‘Golden Rules’ for Emerging Ventures – Employment

Employment

The legal aspects of employment are important when developing a venture that aims to attract investment and deliver an ambitious business plan. This outline highlights some of the key issues that should be dealt with.

The following employment-related documentation is likely to be of importance for any emerging or developing venture.

Directors’ service agreements

The terms on which the directors are employed (and pursuant to which their employment can be terminated) will be of great importance for start-ups seeking funding. Furthermore, it will generally be important to ensure that directors who leave the Company are contractually restricted for a limited period of time following termination of their employment from damaging the interests of the business, for instance by using or disclosing confidential information or poaching clients or staff.

Prospective investors will therefore wish to see well-drafted directors’ service agreements including the following key provisions:

  • Term/notice

  • Scope of director’s duties

  • Remuneration and benefits

  • Termination provisions (including garden leave and whether the director can be paid in lieu of notice)

  • Restrictive covenants

  • Outside interests

Other employees’ terms and conditions

Service agreements of a similar nature to those outlined for directors will also be important for senior employees who have an influential role in the business.

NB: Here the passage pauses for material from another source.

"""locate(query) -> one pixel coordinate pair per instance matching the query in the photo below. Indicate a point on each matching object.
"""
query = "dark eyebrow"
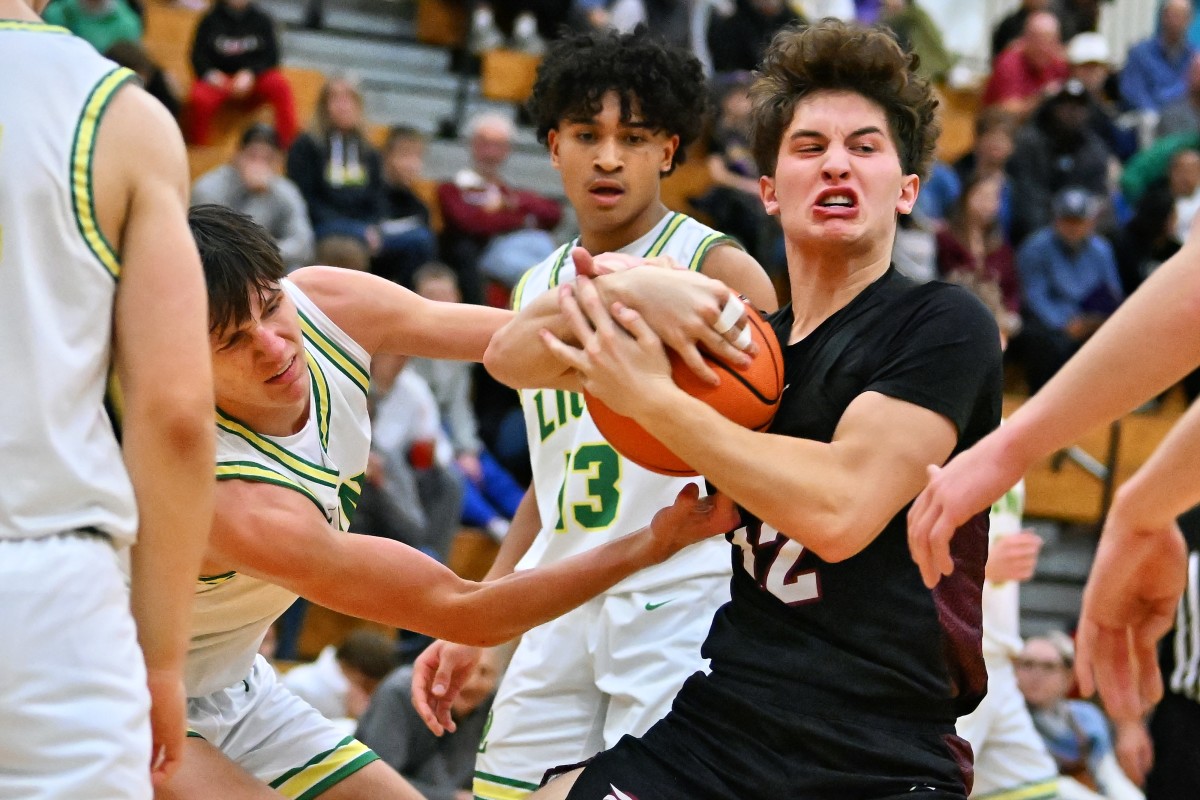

All employees should, as a legal requirement, have particulars of employment setting out information such as remuneration, hours of work, holiday entitlement, notice, place of work and job title.

Policies and procedures

Depending on the number of employees taken on at the outset, start-ups should consider whether it is appropriate to prepare an employee handbook, setting out the standard policies and procedures which the Company is to adopt. This may cover a wide variety of employment-related issues from maternity or paternity leave/pay and disciplinary and grievance procedures to internet/email policy.

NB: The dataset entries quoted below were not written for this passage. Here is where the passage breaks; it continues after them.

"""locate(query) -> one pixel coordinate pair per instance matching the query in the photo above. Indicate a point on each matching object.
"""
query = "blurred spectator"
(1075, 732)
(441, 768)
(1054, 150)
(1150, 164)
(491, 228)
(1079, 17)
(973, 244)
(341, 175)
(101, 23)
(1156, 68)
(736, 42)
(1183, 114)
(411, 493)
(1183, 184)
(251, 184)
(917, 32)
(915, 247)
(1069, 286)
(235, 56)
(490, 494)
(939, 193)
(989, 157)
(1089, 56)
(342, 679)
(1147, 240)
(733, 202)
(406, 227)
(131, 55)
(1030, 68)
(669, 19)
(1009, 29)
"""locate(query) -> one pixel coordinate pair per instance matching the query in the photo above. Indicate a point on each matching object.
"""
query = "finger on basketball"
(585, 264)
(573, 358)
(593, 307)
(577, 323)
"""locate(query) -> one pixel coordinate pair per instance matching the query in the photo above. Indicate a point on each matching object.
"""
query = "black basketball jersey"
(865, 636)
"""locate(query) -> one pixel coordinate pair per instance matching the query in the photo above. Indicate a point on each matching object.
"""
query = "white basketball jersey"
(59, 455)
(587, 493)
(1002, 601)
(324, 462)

Certain policies contained in the handbook (for example, in relation to maternity leave/pay or redundancy pay) may simply reflect the statutory legal position, unless the Company wishes to offer these at an enhanced level. However, employees are still likely to find it useful to have access to such policies.

If a handbook is produced, the Company will need to consider the extent to which its contents are to have contractual effect alongside each individual employee’s terms and conditions.

If only a small number of employees are taken on at the outset, the Company may prefer to wait until the business grows before producing an employee handbook, as it can be a time-consuming (and potentially costly) process.

Consultants

Start-ups will often engage individuals on a consultancy basis rather than recruiting employees at an early stage. Such consultants may have a key role in the business and it is important to ensure that they have signed agreements including provisions in respect of the following:

  • Term/notice

  • Scope of the services to be provided

  • Fee structure

  • Tax indemnity to cover any PAYE/National Insurance liabilities for the Company if the Consultant is considered by the Inland Revenue to be an employee

  • Termination provisions

  • A provision assigning all intellectual property created by the Consultant to the Company

  • Confidential information

The provision relating to intellectual property is likely to be particularly important for start-ups. In contrast to employees, intellectual property created by consultants does not automatically belong to the Company, even if it is created in the course of the services being provided. Prospective investors will therefore be concerned, particularly in relation to an IP or IT-focused business, if there is a risk that the Company might not actually own certain key intellectual property rights.